Разные годы жизни - Ингрида Николаевна Соколова
Шрифт:
Интервал:
Закладка:
— Здравствуйте! Приятного вам аппетита, господа!
Рассевшиеся в окопах, с котелками в руках, немцы — я увидела — все как один позадирали головы.
— Послушай, Хейнц Фертиг, что пишет твоя жена из Дортмунда... А теперь слова твоей матери, Карл Брауцер...
Короткие строчки писем. И — тишина.
Да, они слушают. И с бруствера смахивают к себе листовки. Это я тоже увидела.
«Стрекоза», летнее существо, взмывает повыше в небо. Сдвигаю теплый шлем на затылок, прищуриваюсь. Жарко.
Неожиданный взрыв возвращает нас в реальный мир, с дождем осколков и с язычками пламени, пляшущими на крыле.
— Держись, капитан! — успевает прокричать в трубку Паулис.
Самолет вздрогнул. Еще раз. Кажется, сейчас выпаду. Мысль одна: конец, конец, конец. Жалко умирать в такой солнечный день...
Самолет круто планировал. Огня больше не было видно, на лесную прогалину мы сели хоть и благополучно, но не так плавно, как обычно, а чуть ли не спикировав. Со всех сторон бежали наши.
Я выбралась из машины. Жива... и кости целы... Молоденький солдат удивленно воскликнул:
— Гля, девушка!
— Капитан авиации! — поправил Паулис. Лицо его было такого же пепельного цвета, как крыло самолета.
— Подпалили же вы своего кукурузника... — протянул тот же солдат.
— Стрекозу! Стре-ко-зу! — сердито сказал Паулис.
На войне ничего не дается просто.
Ночью на нашу сторону перешло семеро немцев...
... — Рита!
Голос Паулиса возвращает меня из страны юности. Впервые он назвал меня по имени сейчас.
За иллюминатором — сверкающая синева, пониже — снежная пустыня облаков.
— Как себя чувствуешь?
— Как на седьмом небе.
— Поднимай выше. Девять тысяч метров, значит, уже на девятом небе. Ну пошли, покажу свои владения.
— Слушай, да ты еще длиннее вымахал!
— Для такой махины — в самый раз.
— Ну, ты и для стрекозы был... тоже в самый раз.
УМЕР, КТО ЗАБЫТ...
Я всегда знала, что эта минута наступит. Потому что неизбежно приходит пора, когда птенцы покидают гнездо и дети человеческие уходят из отчего дома, чтобы продолжить дело предков, пусть даже по-иному, возможно даже лучше, разумнее нас прожить жизнь, — или же чтобы круто, безжалостно перерезать пуповину, связывающую с родным кровом.

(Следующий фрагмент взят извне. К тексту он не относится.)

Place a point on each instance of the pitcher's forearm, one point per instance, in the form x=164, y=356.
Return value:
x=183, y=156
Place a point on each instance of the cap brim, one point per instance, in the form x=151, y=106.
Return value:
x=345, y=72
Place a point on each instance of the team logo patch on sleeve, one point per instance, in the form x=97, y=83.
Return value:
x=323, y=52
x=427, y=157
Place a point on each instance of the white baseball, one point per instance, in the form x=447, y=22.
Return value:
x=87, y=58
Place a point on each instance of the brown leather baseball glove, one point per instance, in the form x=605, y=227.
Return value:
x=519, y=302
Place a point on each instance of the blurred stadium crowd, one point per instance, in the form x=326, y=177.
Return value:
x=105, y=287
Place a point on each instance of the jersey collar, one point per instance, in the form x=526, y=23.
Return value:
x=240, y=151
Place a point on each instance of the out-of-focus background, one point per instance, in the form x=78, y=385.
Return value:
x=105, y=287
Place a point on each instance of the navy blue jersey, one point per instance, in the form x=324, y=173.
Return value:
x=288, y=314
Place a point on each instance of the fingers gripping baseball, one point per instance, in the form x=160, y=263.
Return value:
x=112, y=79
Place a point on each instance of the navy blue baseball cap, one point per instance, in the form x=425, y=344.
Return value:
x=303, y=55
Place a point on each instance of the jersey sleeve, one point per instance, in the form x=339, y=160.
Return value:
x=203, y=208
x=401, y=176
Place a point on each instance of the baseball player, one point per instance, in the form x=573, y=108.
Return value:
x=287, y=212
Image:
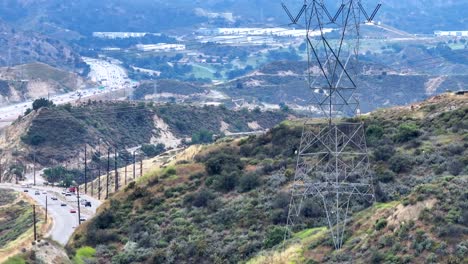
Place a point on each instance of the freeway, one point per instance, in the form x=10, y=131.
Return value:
x=64, y=222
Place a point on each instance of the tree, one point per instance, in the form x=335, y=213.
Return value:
x=151, y=150
x=42, y=102
x=202, y=136
x=406, y=132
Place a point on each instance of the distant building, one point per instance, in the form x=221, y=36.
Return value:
x=440, y=33
x=161, y=47
x=116, y=35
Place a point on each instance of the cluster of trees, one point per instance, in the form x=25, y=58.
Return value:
x=65, y=177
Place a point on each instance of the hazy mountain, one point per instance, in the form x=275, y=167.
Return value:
x=52, y=16
x=19, y=47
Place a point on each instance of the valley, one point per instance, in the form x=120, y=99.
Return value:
x=225, y=131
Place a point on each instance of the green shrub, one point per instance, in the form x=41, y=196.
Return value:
x=385, y=176
x=42, y=102
x=219, y=162
x=84, y=255
x=151, y=150
x=384, y=152
x=374, y=133
x=15, y=260
x=249, y=182
x=226, y=182
x=455, y=167
x=202, y=136
x=399, y=163
x=199, y=199
x=380, y=224
x=274, y=236
x=407, y=132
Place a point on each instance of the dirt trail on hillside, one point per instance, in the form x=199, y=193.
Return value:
x=432, y=84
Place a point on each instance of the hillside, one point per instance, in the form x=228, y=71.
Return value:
x=20, y=47
x=229, y=203
x=36, y=80
x=58, y=135
x=379, y=85
x=83, y=17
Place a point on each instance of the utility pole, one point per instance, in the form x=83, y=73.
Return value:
x=78, y=199
x=92, y=184
x=46, y=210
x=141, y=168
x=99, y=179
x=116, y=173
x=34, y=169
x=1, y=170
x=108, y=168
x=86, y=169
x=16, y=171
x=126, y=164
x=134, y=161
x=34, y=222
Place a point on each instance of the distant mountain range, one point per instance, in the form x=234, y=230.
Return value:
x=20, y=47
x=71, y=18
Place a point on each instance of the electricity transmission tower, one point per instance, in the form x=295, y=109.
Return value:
x=332, y=160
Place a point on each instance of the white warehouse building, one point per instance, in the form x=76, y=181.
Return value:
x=161, y=47
x=451, y=33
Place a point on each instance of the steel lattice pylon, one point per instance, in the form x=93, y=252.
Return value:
x=332, y=160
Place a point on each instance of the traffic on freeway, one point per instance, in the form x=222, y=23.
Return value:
x=61, y=208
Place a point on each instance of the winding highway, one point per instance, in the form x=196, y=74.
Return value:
x=64, y=221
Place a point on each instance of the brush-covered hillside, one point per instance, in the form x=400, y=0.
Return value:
x=229, y=203
x=53, y=135
x=36, y=80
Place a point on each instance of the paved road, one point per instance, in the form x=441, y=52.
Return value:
x=10, y=113
x=64, y=222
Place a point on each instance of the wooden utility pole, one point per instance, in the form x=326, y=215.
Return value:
x=134, y=161
x=34, y=169
x=126, y=164
x=34, y=222
x=86, y=170
x=108, y=169
x=141, y=168
x=116, y=173
x=78, y=199
x=46, y=210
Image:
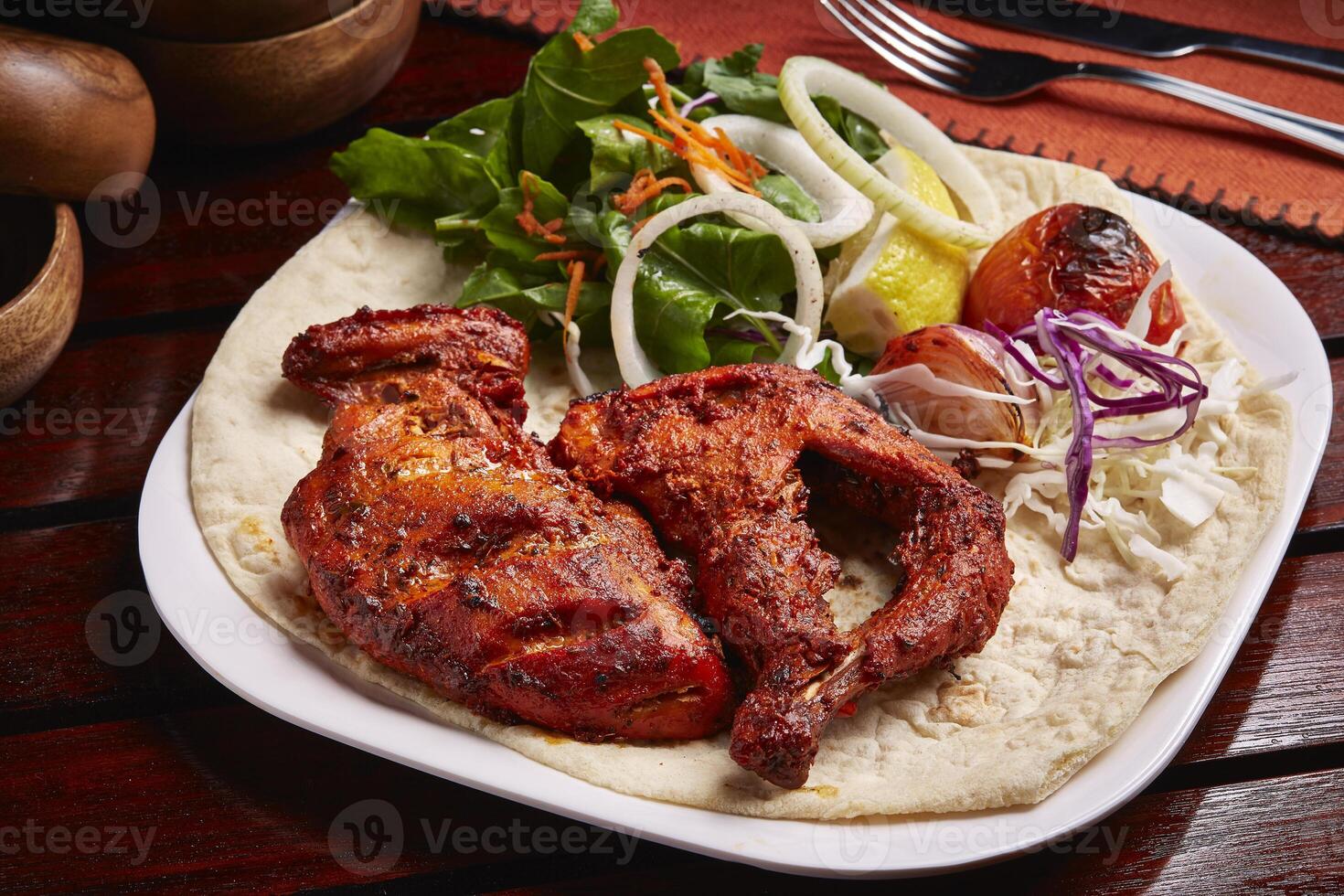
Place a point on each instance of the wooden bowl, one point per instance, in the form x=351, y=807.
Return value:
x=42, y=266
x=215, y=22
x=71, y=116
x=268, y=91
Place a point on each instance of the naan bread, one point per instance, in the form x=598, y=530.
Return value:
x=1077, y=655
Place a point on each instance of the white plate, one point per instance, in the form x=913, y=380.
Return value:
x=292, y=681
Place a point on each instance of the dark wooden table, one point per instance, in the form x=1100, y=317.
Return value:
x=223, y=795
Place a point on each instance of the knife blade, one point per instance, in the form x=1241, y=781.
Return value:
x=1104, y=26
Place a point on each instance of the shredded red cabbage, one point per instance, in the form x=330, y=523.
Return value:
x=707, y=97
x=1080, y=341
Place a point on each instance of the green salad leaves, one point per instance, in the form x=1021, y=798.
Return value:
x=525, y=185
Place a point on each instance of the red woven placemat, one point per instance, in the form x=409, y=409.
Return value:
x=1141, y=139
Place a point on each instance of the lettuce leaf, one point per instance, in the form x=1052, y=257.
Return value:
x=414, y=182
x=566, y=85
x=688, y=275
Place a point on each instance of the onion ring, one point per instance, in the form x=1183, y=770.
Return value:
x=844, y=209
x=804, y=76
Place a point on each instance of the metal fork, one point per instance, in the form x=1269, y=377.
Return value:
x=980, y=73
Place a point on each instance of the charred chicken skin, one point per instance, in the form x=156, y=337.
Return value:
x=714, y=460
x=441, y=539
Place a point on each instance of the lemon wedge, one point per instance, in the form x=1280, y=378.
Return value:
x=892, y=280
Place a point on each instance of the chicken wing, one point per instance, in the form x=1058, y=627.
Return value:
x=441, y=539
x=714, y=458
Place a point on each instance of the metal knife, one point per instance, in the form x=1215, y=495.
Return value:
x=1108, y=27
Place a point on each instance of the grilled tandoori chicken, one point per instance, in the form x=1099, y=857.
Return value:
x=712, y=457
x=443, y=541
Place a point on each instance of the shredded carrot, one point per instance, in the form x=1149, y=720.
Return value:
x=648, y=134
x=660, y=83
x=527, y=218
x=571, y=300
x=644, y=187
x=566, y=255
x=694, y=143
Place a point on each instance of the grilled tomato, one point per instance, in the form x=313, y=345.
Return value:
x=1072, y=258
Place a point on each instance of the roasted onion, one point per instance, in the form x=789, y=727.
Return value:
x=1070, y=258
x=949, y=380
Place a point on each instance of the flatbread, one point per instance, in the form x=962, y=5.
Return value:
x=1077, y=655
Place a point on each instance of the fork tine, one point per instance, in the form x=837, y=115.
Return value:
x=897, y=39
x=891, y=48
x=912, y=37
x=929, y=31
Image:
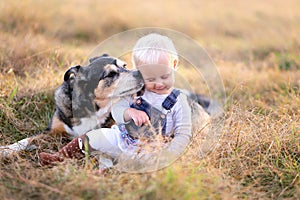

Он уезжал, чтобы продолжить.
Да, я ожидала этой минуты, ожидала со всем трепетом, тревогой и болью, на какие только способно материнское сердце. Он был у меня единственный. И все восемнадцать лет, со дня появления сына на свет, я постоянно боялась за его жизнь.
Поезд отходил неторопливо, а мне казалось, что и я, вместе с перроном, так же медленно уплываю в обратную сторону. Или это у меня туманилось в глазах и кружилась голова?
Мы расставались впервые, и горечь, острая и удушливая, сдавила мне горло. Но слез не было. Такую роскошь я не могла себе позволить в его присутствии. Я только плыла и плыла и смотрела, как завороженная, в одну точку, на одно и то же удаляющееся светлое пятно — лицо моего сына, совсем еще юное, но в чем-то уже очень взрослое лицо. И рука его, махавшая мне, пока поезд не исчез за поворотом, была крепкой, мускулистой рукой взрослого мужчины.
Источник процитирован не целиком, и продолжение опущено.